Jaimee Rae – Out in the open

On 10 March 2017, Jaimee Rae sprayed a mural on her house. Now bearing the names of 500 #EndoWarriors living with endometriosis, the first EndoWall is an iconic feature of the Cardiff landscape.

The EndoWalls are there to let those suffering with endometriosis know that they’re not alone. They’re there to let the world know that endometriosis exists, and that those struggling are not invisible or creating the pain in their heads.

Jaimee Rae in front of Endo Wall 2
Jaimee Rae and the Endo Wall

How it started

After having two operations, going back to the GP to ask for more help and being told that it was just in my head, despite being in chronic pain… It was partly that, and partly my own frustration that I had just had enough.

I think I had a bit of a meltdown. I started looking online, and found there was an awareness day for endometriosis. In fact, March was endometriosis awareness month.

I arranged to do a photoshoot with a friend. I wanted him to capture the yellow, the symbol, and the message that endometriosis exists. Obviously it’s the colour of endo. But I also chose yellow because there was this negativity surrounding me all the time, and I felt so low… I wanted something to buck myself up, and help the others that were struggling. I like a bit of colour. I thought if I get out there in yellow and start spray painting stuff, it might bring a bit of positivity to people.

I was in the middle of spraying, and this young lad walked past and started effing and blinding at me. He was saying how disgraceful it was that I was defacing this house. I said, ‘Well, actually it’s my house, for one. And two, if you just read what it says, you’ll see there’s a bit more to it. I’m not just drawing a dick on a bloody wall, am I? Or a vagina? Perhaps you’ll see there’s a message behind what I’m trying to do’.

I really struggled to continue with the photoshoot. At first, I was ready to go for it, and the frustration in me was driving me. But then that guy really deflated me. I ended up sitting on the floor, I had my head down, but ironically it captured one of the better photos. It seemed significant because, even though I was trying to get this message out there, just that one person shut it down. I needed to keep doing this, so I pushed myself. The police were called, but couldn’t arrest me as it was my own house.

Someone took a photo of the wall, and it was posted on the FTWW Facebook page. At first the response was mixed. But then more and more, people started saying, ‘I think that’s amazing, keep going, can I have my name on there?’

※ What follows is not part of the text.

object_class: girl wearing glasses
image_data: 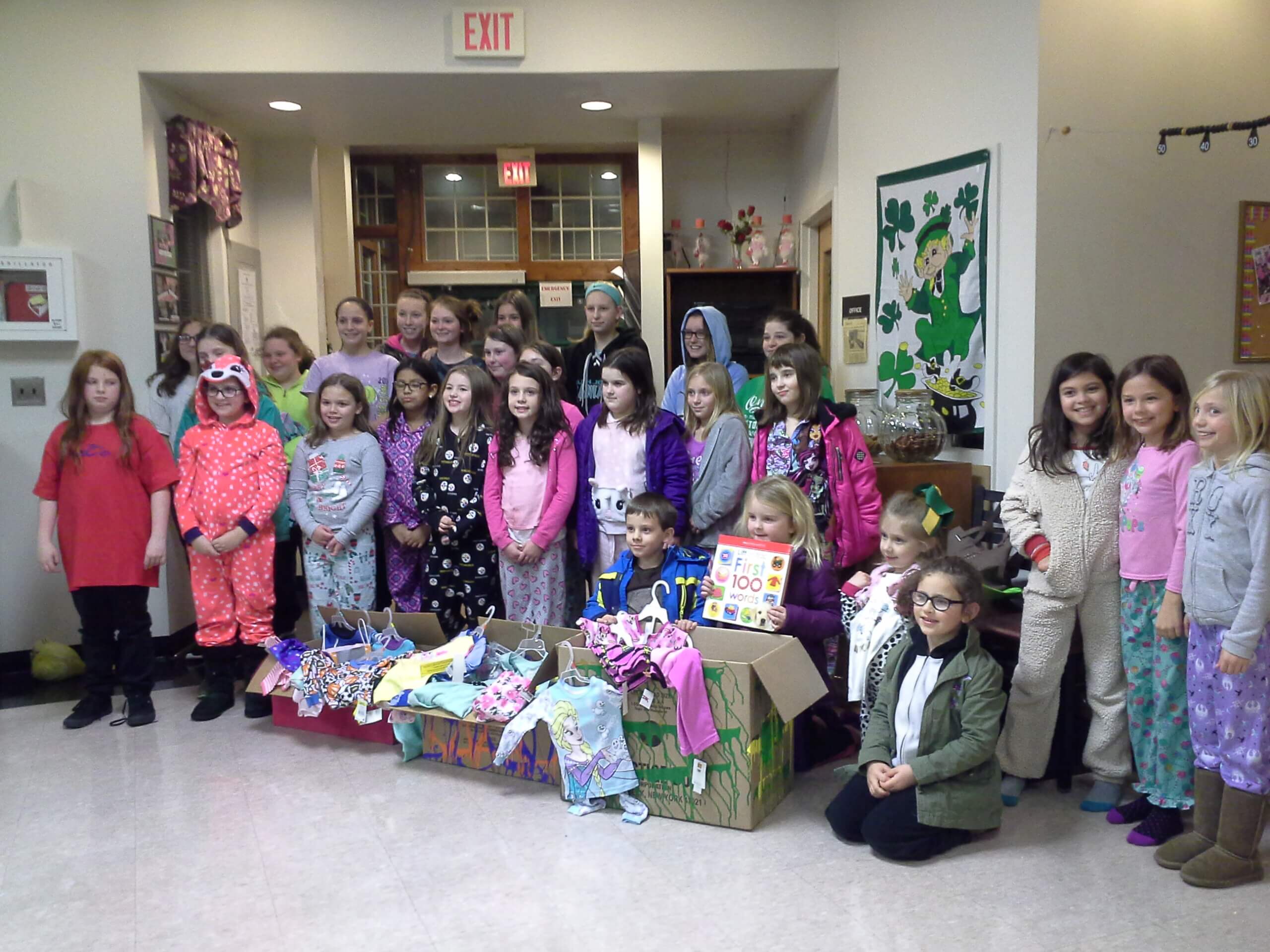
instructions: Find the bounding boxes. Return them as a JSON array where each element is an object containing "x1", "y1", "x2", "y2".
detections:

Before I knew it, I had over 1,000 names from women all over the world, all wanting to be part of what I was doing. It gave me the strength and determination to keep pushing forward.

Hiding away

EndoWall II was sprayed in Sunflower & I, Cardiff Bay. It features 1,000 names, and was painted entirely inside the premises. EndoWall III is Cafe Go, and different sections are found inside and out.

With the first wall, I could just pop outside for an hour if I felt up to it, because I lived there. Whereas with the second wall and the third wall… It wasn’t my house. I had to work around business hours. So I was working through the night. I was my own inside.

I realised that, with the first wall, I was out in the open. People would walk past, ask what I was doing. I was communicating. Which, for me, is a big help.

The third wall was in two sections, and I was able to be outside. So it started to help me again, because people were walking past, asking questions. ‘What are you doing?’, ‘What’s this about?’… That gave me a real boost.

Now I realise I won’t do another wall inside. If I’m outside, I get to communicate with people, tell them what my mission is, what I’m trying to do. I think communicating is my main source of how I cope with things. Art is my other one.

More walls, more names

The EndoWalls are helping to encourage the Rising Awareness Movement to grow and spread across the globe; while assisting a silenced sisterhood to stand together and shout out for change.

By using the EndoWall art, we can continue to raise awareness and support one another in a positive, colourful manner.

I hope that one day there will be EndoWalls in every city so that they can be seen, signed and shared.